Update: Added test case.
Basically, the where clause would render like this:
1. ? LIKE (column || '%')
2. '/admin/products/1' like ('/admin/products' || %)
3. '/admin/products/1' like ('/admin/products%')
But it always return false for me.
These queries works fine though:
column = '/admin/products' --returns true
column = '/admin/products/1' --returns false
column LIKE '/admin/prod%' --returns true
The problem arises when I put the parameter ? before the LIKE clause. Is it not allowed?
If it's not, are there any workarounds for this?
The query:
SELECT * FROM table WHERE ? LIKE (col || '%');
can be rewritten as (Postgres and MySQL):
SELECT * FROM table WHERE col = left(?, length(col));
As commented, the first form should work as well. It can be tricky, though, because characters with special meaning for LIKE (at least _%\) in the column would have to be escaped. If you want it to work with both MySQL and Postgres, you'll have to observe special characters in both implementations. So the 2nd form is much less error-prone on principal.
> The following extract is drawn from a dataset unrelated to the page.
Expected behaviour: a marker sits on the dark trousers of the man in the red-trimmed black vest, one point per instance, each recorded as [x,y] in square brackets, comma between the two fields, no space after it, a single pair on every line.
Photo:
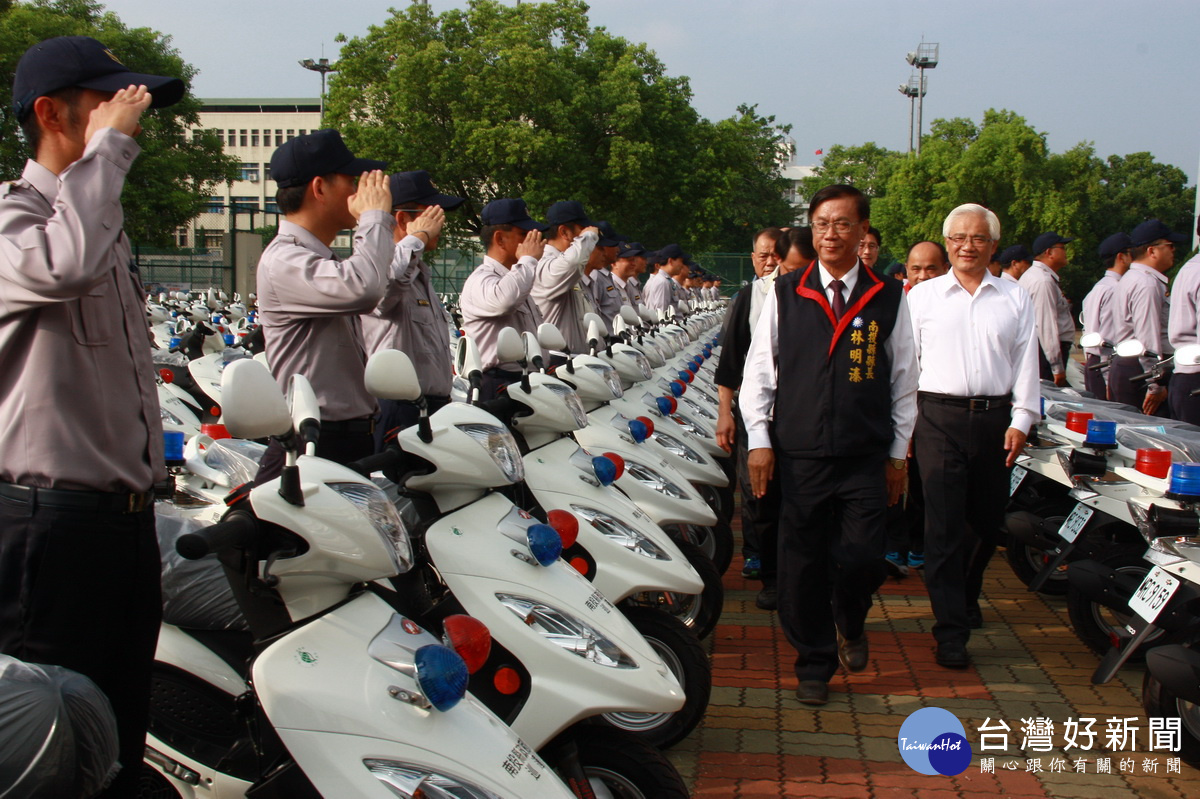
[831,554]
Neither of these queries can use an index on col, both are not sargable. The problem can be re-assessed as finding all possible prefixes to the given search pattern ?, which can be optimized in a similar fashion like in this related answer (for Postgres) on dba.SE:
Replacing
SELECT * FROM table WHERE ? LIKE (column || '%')
by
SELECT * FROM table WHERE ? LIKE CONCAT(column, '%')
works for me.
Maybe || is used as logical or-operation instead of concatenation.